End of Trump Cases Leaves Limits on Presidential Criminality Unclear

The New York Times
Tuesday, November 26, 2024 01:28:05 PM UTC

Donald J. Trump is set to regain office without clarity on the scope of presidential immunity and with a lingering cloud over whether outside special counsels can investigate high-level wrongdoing.

The end of the two federal criminal cases against President-elect Donald J. Trump on Monday left momentous, unsettled questions about constraints on criminal wrongdoing by presidents, from the scope of presidential immunity to whether the Justice Department may continue to appoint outside special counsels to investigate high-level wrongdoing.

Both cases against Mr. Trump — for his attempt to overturn the 2020 election and his later hoarding of classified government documents and obstruction of efforts to retrieve them — were short-circuited by the fact that he won the 2024 election before they could be definitively resolved.

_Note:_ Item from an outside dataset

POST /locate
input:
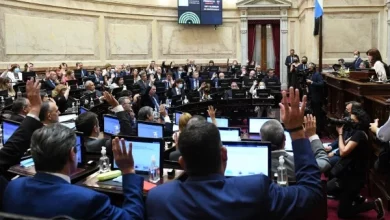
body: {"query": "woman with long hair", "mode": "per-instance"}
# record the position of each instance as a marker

Jack Smith, the special counsel who brought both cases against Mr. Trump, asked courts on Monday to shut them down. The prosecutor cited the Justice Department’s longstanding view that the Constitution implicitly grants temporary immunity to sitting presidents, lest any prosecution distract them from their official duties.

The result is not just that Mr. Trump appears set to escape any criminal accountability for his actions. (Mr. Smith left the door open to, in theory, refiling the charges after Mr. Trump leaves office, but the statute of limitations is likely to have run by then.) It also means that two open constitutional questions the cases have raised appear likely to go without definitive answers as Mr. Trump takes office.

One is the extent of the protection from prosecution offered to former presidents by the Supreme Court’s ruling this summer establishing that they have a type of broad but not fully defined immunity for official acts taken while in office.

The other is whether, when a president is suspected of committing crimes, the Justice Department can avoid conflicts of interest by bringing in an outside prosecutor to lead a semi-independent investigation into the matter.